An Apple spokesperson told The Times that Apple team members on the ground in Zhengzhou are “reviewing the situation” and working with Foxconn “to ensure their employees’ concerns are addressed.”
On Wednesday night, Foxconn promised $1,400 to workers who wanted to quit, offering them free transportation home.
“It’s just tears,” Han said on Thursday. “Now I just want to get my compensation and go home.”
In some ways, China’s struggles are of Mr. Xi’s own making. China has clung to tough “zero-Covid” policies aimed at stamping out Covid infections, even as its vaccination efforts have lagged. For three years, Beijing has been spreading propaganda in favor of strict controls, arguing that they are the only way to protect lives. He also described the terrifying consequences of the virus spreading out of control across much of the rest of the world.
At the same time, many others have questioned the need for containment. This week, as millions of Chinese watched the World Cup in Qatar, they saw unmasked crowds supporting their favorite teams. Chinese social media users posted messages expressing sarcasm and envy, as they contrasted their cloistered lives with the raucous celebrations on TV.
Mr. Xi, one of China’s most powerful leaders in decades, has used heavy censorship and harsh penalties to silence his critics. This makes the public airing of grievances particularly striking, as in Guangzhou last week, when crowds of migrant workers staged a vigorous protest after being confined for more than three weeks.
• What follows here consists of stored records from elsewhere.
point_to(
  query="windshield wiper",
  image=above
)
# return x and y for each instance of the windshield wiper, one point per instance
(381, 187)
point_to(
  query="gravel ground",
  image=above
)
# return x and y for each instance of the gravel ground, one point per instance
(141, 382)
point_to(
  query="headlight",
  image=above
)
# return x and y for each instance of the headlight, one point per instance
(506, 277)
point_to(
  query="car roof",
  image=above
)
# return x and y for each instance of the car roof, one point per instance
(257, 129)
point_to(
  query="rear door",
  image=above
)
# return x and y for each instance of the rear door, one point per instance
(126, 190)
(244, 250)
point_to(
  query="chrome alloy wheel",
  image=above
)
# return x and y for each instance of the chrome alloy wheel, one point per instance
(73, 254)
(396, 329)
In the gated Haizhu district, home to around 1.8 million people, workers, many of whom work long hours and are poorly paid in Guangzhou’s textile industry, rushed to the streets to protest food shortages . They pulled down fences and barricades, and videos circulating online showed another confrontation between residents and police.
As cases continue to rise, government pandemic prevention resources – which include food, hospital beds and quarantine facilities – have been depleted in some places, forcing workers to sleep rough or, in Haizhu’s case, in a tunnel, the workers said. .
People have also been angered by reports of deaths caused by delays in medical care resulting from Covid restrictions. Earlier this month the death of a 3-year-old boy in the city of Lanzhou after coronavirus restrictions prevented him from being rushed to hospital sparked an outpouring of grief and anger as well as a new examination of the costs of “zero Covid.”
A similar outcry erupted online last week after the death of a 4-month-old girl whose father took to Weibo, a Chinese Twitter-like outlet, to describe delays in the emergency response. Due to Covid protocols, dispatchers refused to send an ambulance, and when one arrived responders refused to take her daughter to hospital. In total, it took him 12 hours to receive help.
“I hope relevant departments will step in, investigate a series of epidemic prevention loopholes, inaction and irresponsibility, and seek justice for us ordinary people,” wrote Li Baoliang, the baby’s father. . On Sunday, authorities released the results of an investigation into the incident. While the government has expressed condolences to the family, it has blamed the tragedy on individual medical staff who it says have a weak sense of responsibility.
Under Mr. Li’s online complaint, many pointed to the damage caused by policies designed to protect the public.
“What takes people’s lives? Is this Covid?” asked one commenter.